KHITTAH IKATAN MAHASISWA MUHAMMADIYAH
KHITTAH IKATAN MAHASISWA MUHAMMADIYAH
MENEGUHKAN VISI INTELEKTUAL DAN TANTANGAN KEAKANAN
Oleh: Noor Chozin Agham
(Pendiri dan Mantan Sekjen Kornas FOKAL IMM)
A. Iftitah
السلام
عليكم ورحمه الله وبركا ته
الحمد
لله
لاإله إلا الله وحده, صدق وعده,
ونصرعبده ,وأعزجنده وهزم الأحزاب وحده,
والصلاه والسلام
على رسول
الله
وعلى
أل
رسول
الله
وعلى
أصحاب رسول الله وعلى
أل
أصحاب
رسول
الله
وعلي
جميع أمه رسول الله وعلى أل
أعضائ
رابطه
الطلبه المحمديه, أما
بعده
B. Makna
Khittah
Tema pesanan dari Panitia, Kembali ke Khittah
Gerakan Ikatan, Meneguhkan Visi Intelektual, sangat menarik dan terasa pas
dengan harapan keluarga besar persyarikatan khususnya IMM. Dari tema inilah
kemudian saya menulis dengan judul di atas, tentu dimaksudkan supaya kader IMM
memahami, sekaligus menyadari akan pentingnya khittah Ikatan untuk meneguhkan
visi intelektualnya.
Istilah khittah, sebenarnya hampir
pasti milik Muhammadiyah.
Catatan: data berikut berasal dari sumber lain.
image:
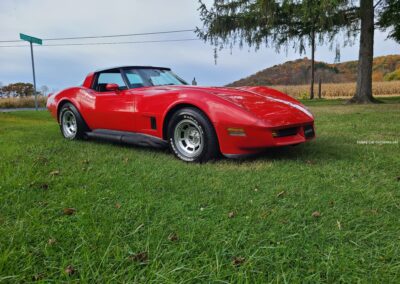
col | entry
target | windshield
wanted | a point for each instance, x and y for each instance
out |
(145, 77)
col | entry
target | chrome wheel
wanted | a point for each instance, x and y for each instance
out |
(188, 138)
(69, 125)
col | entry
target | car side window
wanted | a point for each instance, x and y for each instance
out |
(134, 79)
(109, 78)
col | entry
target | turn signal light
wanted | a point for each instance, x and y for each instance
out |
(236, 132)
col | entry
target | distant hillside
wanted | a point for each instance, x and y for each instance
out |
(298, 72)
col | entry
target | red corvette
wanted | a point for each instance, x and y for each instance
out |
(151, 106)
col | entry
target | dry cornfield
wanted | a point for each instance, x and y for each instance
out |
(22, 102)
(341, 90)
(329, 91)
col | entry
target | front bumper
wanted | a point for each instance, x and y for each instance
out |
(259, 138)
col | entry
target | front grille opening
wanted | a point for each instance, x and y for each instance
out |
(285, 132)
(309, 131)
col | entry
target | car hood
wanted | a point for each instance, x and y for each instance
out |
(266, 104)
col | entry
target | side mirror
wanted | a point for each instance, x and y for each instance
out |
(112, 87)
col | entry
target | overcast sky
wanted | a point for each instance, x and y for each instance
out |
(60, 67)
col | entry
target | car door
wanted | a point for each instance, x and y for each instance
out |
(114, 110)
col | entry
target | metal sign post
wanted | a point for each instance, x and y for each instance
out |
(31, 40)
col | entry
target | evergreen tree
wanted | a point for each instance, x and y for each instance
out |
(279, 23)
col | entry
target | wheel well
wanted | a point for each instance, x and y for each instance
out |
(175, 109)
(59, 107)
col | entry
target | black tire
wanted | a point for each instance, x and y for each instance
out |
(68, 110)
(204, 133)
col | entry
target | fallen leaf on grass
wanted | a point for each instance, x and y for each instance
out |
(43, 203)
(238, 261)
(173, 237)
(338, 224)
(54, 173)
(37, 277)
(140, 257)
(69, 211)
(316, 214)
(70, 270)
(43, 186)
(280, 194)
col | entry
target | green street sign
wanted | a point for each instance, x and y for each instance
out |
(30, 39)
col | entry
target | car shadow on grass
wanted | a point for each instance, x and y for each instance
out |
(309, 153)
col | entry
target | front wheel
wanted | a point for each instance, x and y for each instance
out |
(72, 125)
(192, 137)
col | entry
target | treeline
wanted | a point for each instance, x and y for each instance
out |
(298, 72)
(21, 89)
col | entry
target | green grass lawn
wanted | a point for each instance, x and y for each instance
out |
(325, 211)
Namun, istilah ini dimunculkan dan terkesan dimiliki
oleh tetangga yang kala itu (1990) sedang galau, lalu bermuktamar dan
melahirkan keputusan “kembali ke khittah 1926”. Padahal. Di interen
Muhammadiyah, istilah khittah sudah dikenalkan jauh sebelum (1990 ) itu dengan
nama Khittah Perjuangan Muhammadiyah,
yang dirumuskan pada tahun 1956, 1969, 1971 (MT Arifin, 1990: 255), dan
dipertegas kembali dalam keputusan Muktamar Muhammadiyah ke-40 di Surabaya 1978,
lalu dimantapkan dalam Khittah Denpasar
(2002).
Secara lughawi, arti khittah
sebenarnya yaitu desa atau kampung (Mahmud Yunus, 1972: 118), namun banyak
tokoh memaknainya dengan “garis” (khattah). Jadi, kalau keputusan muktamar tetangga tadi
“Kembali ke khittah” berarti mereka kembali ke desa atau kembali ke kampung
halaman setelah mereka malang-melintang dan galau dalam kegiatan politik praktis. Tidak heran jika kemudian banyak tokoh senior
Muhammadiyah ikut senang, di samping banyak pula yang ikutan prihatin, bahkan
galau juga, jangan-jangan, dengan kembali ke khittah tersebut, mereka akan
kembali bangkit (nahdhah) bereaksi membendung gerakan Muhammadiyah. Pertanyaannya
kemudian, apakah tema tersebut berarti mendorong supaya kader IMM kembali ke
kampung?
Untuk menghormati tetangga yang
“kembali ke khittah 1926”, katakan saja iya; IMM perlu kembali ke kampung.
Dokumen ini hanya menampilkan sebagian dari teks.